Why is it important to decide whether multiple transcription start sites are functional? The simple answer is that it's always better to know the truth but there's more to it than that. Because these variants are included in the sequence databases it means that they are usually assumed to be functional. Let's say someone wants to look at 5' UTR sequences in order to see if there are specific signals that control RNA stability. In the case of the TPI1 gene (see above) they will get 4 different results because there are four different transcription start sites and the programs that scan the databases aren't able to recognize that three of these might be artifacts.

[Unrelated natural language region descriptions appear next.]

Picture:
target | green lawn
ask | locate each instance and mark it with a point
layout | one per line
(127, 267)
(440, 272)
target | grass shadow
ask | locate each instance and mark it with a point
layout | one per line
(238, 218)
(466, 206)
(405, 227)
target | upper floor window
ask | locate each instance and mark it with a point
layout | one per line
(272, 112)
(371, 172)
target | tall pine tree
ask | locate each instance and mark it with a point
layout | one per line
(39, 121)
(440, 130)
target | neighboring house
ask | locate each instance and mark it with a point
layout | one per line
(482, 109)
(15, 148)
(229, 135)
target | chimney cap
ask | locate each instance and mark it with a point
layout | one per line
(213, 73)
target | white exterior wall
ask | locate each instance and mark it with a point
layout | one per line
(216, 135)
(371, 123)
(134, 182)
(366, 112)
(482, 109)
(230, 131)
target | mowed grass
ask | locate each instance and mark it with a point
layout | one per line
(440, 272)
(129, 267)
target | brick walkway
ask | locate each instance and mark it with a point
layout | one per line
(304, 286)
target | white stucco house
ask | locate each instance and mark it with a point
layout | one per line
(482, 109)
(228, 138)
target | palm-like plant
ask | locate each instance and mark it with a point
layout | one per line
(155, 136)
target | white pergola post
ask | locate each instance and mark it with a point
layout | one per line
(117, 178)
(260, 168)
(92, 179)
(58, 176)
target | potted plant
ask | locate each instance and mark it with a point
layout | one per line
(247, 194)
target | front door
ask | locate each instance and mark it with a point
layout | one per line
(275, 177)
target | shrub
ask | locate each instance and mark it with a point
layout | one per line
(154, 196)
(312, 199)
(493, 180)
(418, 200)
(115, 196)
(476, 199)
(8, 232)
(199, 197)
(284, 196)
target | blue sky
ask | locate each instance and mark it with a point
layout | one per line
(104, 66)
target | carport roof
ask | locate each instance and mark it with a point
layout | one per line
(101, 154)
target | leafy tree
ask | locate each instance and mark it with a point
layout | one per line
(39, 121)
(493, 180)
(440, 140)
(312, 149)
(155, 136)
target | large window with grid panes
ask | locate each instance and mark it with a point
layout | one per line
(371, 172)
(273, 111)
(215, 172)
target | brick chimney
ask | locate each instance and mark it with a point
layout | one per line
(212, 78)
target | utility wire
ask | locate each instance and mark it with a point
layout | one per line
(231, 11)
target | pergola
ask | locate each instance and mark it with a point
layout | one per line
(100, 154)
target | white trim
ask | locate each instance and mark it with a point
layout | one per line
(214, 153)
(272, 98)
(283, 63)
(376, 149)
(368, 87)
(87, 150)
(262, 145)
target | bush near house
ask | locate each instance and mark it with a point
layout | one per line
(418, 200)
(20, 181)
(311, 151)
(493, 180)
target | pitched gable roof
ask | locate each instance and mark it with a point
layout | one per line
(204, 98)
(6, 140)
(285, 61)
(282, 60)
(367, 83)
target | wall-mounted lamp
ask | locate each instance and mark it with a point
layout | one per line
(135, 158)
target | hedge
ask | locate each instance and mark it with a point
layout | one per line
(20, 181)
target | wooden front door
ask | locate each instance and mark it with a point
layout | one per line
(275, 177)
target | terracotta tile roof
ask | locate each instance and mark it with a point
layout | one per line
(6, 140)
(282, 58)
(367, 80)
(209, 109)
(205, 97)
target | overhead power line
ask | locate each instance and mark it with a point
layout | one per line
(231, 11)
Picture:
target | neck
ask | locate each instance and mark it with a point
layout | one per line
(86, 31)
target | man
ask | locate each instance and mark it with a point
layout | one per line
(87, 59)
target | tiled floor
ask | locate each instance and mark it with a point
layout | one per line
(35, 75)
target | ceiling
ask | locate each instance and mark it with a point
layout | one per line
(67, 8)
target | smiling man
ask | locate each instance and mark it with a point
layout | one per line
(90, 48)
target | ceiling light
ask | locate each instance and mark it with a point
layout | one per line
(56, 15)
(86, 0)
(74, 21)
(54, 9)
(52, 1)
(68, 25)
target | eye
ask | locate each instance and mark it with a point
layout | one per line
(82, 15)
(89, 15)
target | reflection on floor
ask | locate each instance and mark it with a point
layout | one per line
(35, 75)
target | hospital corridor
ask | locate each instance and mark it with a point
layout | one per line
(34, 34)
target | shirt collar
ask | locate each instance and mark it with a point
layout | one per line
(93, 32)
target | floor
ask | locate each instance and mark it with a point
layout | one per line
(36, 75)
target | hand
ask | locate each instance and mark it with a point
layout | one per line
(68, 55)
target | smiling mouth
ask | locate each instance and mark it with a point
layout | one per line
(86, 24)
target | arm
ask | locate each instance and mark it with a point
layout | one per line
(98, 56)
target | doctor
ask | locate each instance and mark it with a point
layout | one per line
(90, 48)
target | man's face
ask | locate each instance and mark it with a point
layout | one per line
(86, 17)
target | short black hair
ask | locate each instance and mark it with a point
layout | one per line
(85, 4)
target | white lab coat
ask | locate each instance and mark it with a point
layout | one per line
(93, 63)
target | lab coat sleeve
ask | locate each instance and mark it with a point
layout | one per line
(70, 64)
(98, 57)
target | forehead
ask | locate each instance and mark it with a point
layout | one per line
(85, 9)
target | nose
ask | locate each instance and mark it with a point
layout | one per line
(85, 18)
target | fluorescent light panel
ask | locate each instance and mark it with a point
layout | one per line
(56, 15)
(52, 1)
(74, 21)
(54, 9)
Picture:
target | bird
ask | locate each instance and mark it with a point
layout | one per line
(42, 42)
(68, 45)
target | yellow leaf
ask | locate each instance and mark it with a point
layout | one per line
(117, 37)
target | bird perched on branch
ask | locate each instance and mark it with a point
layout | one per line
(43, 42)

That's a problem.

It also affects the definition of a gene and the amount of DNA devoted to genes. If the longest transcript is taken as the true size of the gene, as it often is, then this misrepresents the true nature of the gene. There's no easy way to fix this problem unless we pay annotators to closely examine each individual gene to figure out which transcripts are functional and which ones are not. They've done this for many splice variants, which is why many splice variants have been removed from the sequence databases, but it's a labor-intensive and expensive task.

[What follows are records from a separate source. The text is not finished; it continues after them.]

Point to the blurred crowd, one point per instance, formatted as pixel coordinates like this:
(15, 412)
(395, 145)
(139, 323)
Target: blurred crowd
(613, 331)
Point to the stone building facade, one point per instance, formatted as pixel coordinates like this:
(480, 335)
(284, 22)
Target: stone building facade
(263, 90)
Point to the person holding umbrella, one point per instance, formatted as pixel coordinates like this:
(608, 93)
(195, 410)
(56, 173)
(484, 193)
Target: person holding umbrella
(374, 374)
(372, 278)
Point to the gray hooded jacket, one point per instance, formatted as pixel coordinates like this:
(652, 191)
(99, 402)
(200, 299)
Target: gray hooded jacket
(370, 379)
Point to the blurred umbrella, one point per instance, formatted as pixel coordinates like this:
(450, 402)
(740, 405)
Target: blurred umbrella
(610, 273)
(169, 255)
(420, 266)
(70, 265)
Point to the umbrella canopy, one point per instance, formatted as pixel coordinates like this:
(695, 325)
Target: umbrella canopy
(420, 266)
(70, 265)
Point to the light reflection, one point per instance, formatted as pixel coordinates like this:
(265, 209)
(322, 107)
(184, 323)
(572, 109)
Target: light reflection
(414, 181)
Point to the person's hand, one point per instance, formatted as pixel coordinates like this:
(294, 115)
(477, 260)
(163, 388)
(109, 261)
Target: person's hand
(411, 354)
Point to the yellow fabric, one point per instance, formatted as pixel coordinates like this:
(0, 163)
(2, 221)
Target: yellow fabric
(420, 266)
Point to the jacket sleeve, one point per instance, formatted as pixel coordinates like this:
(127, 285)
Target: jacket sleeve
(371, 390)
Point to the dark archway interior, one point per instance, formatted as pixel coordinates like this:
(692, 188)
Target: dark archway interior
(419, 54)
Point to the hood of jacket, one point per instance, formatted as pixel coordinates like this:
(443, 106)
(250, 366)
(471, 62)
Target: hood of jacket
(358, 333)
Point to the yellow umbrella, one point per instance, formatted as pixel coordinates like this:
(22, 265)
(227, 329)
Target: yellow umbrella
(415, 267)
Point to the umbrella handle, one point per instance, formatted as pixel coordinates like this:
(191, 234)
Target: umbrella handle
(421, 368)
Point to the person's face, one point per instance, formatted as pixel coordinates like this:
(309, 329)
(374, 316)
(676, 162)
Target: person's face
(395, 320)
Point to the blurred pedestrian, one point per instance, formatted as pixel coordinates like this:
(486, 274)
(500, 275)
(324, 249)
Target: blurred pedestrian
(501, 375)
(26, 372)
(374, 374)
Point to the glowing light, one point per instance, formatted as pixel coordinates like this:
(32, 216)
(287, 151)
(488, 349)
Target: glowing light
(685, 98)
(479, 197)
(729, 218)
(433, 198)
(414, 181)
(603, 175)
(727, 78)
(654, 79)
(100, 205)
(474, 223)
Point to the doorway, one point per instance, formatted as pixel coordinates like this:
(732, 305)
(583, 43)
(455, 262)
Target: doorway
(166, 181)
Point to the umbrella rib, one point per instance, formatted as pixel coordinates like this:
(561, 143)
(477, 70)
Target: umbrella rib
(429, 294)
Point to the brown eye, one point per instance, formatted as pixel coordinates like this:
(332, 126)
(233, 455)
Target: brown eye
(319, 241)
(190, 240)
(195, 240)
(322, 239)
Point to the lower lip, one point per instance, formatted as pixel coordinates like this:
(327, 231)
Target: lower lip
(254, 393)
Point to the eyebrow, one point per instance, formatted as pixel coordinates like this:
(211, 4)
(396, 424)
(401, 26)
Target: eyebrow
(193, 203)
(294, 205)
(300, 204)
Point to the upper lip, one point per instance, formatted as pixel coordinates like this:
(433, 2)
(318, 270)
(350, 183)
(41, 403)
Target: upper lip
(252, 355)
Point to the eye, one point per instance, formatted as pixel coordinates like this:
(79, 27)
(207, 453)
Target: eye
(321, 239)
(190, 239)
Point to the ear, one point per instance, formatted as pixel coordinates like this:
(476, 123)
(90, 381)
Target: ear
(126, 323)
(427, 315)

Up until now, most scientists have not been aware that there's a problem. As is the case with alternative splicing and other phenomena, the average scientists just assumes that the variants in the databases represent true functional alternatives that contribute to gene expression. The authors of this paper (Xu et al., 2019) want to alert everyone to the distinct possibility that their results with transcription start sites raise a much more general concern that needs to be addressed. That's why they say,
Our results on ATI echo recent findings about a number of phenomena that increase transcriptome diversity, including alternative polyadenylation, alternative splicing, and several forms of RNA editing. They have all been shown to be largely the results of molecular errors instead of adaptive regulatory mechanisms. Together, these findings reveal the astonishing imprecision of key molecular processes in the cell, contrasting the common view of an exquisitely perfected cellular life.
Read that last sentence very carefully because it addresses what I think is the main problem. It's a question of contradictory worldviews that color ones interpretation of the data. If you think that life is exquisitely designed (by natural selection) then you tend to look at all variants as part of an extremely complex system that fine-tunes gene expression. On the other hand, if you think that the drift-barrier hypothesis is valid then you tend to discount the power of natural selection to weed out all transcription and splicing errors and you see biochemistry as an inherently messy process.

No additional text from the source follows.